The proof of service in this matter indicates that the process servicer effectuated service on February 18, 2025. (02/18/2025 PoS, ¶ 5(a).) The process server’s affidavit states that they handed the summons and complaint to Defendant, described as a “black-haired Hispanic female … 18-25 years of age, 5’-5’4” tall and weighing 120-140 lbs.” (02/18/2025 PoS, ¶ 5(a).) The address of service, Defendant’s residence, is 1234 N Pasadena Ave, Azusa, CA 91702. (02/18/2025 PoS, ¶ 4.)

In Defendant’s motion to quash, Defendant provides a declaration asserting that Defendant has not been personally served with the summons and complaint in this action, contradicting Plaintiff’s proof of service. (Frost Decl., ¶ 1.) Instead, Defendant states that the process server served a copy of the summons and complaint on Pablo Huerta, Defendant’s family friend, while Defendant was away from home. (Frost Decl., ¶¶ 3-4, Exh. A.) Although Huerta was present inside Defendant’s home at the time of service, Huerta does not reside at Defendant’s home. (Frost Decl., ¶ 1.) Defendant provides still images from Defendant’s ring camera, showing a man in a white and brown hoodie handing what appears to be court documents to Huerta. (Frost Decl., ¶¶ 3-4, Exh. A.) The court is not in receipt of any opposition from Plaintiff.

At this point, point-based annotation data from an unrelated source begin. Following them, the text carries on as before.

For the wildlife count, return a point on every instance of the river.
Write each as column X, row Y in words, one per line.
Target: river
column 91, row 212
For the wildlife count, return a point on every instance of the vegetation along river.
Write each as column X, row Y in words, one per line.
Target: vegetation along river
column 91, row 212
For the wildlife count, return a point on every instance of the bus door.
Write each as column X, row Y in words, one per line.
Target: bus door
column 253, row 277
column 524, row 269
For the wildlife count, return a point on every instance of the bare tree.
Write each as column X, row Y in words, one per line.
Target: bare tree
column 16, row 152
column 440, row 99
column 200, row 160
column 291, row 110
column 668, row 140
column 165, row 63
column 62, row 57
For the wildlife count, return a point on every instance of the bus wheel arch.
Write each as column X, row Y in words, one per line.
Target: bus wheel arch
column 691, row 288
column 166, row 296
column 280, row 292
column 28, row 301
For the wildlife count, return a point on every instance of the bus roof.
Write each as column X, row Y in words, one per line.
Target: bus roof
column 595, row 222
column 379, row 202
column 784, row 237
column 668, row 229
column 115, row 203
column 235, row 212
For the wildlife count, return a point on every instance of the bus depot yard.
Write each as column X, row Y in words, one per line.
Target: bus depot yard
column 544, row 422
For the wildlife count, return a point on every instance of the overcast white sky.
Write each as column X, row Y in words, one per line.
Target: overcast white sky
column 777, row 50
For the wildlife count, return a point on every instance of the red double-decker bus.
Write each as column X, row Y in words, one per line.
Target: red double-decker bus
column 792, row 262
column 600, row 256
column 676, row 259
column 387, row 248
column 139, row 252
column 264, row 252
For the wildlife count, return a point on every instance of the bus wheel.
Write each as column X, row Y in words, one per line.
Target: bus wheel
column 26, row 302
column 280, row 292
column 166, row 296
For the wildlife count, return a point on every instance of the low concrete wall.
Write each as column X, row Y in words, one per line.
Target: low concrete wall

The court acknowledges that the affidavit of Plaintiff’s process server creates a rebuttable presumption that service was valid. (American Express Centurion Bank v. Zara (2011) 199¿Cal.App.4th 383, 390 [internal citation omitted]; Evid. Code § 647.) However, the court also finds that Defendant provides adequate evidence to rebut this presumption. Defendant submits sworn testimony and photographic evidence that she did not receive effective service.

Although Defendant suggests that Defendant had actual notice, actual notice cannot cure defective service. (Summers v. McClanahan (2006) 140 Cal.App.4th 403, 415; see also Ruttenberg v. Ruttenberg (1997) 53 Cal.App.4th 801, 808 [“A party cannot be properly joined unless served with the summons and complaint; notice does not substitute for proper service. Until statutory requirements are satisfied, the court lacks jurisdiction over a defendant.”].) Thus, because Plaintiff’s process server did not serve Defendant as alleged pursuant to Code of Civil Procedure section 415.10, Plaintiff did not properly serve Defendant.

Accordingly, the court GRANTS Defendant’s motion.

CONCLUSION

Based on the foregoing, Defendant’s motion to quash Plaintiff’s service of the summons and complaint is GRANTED.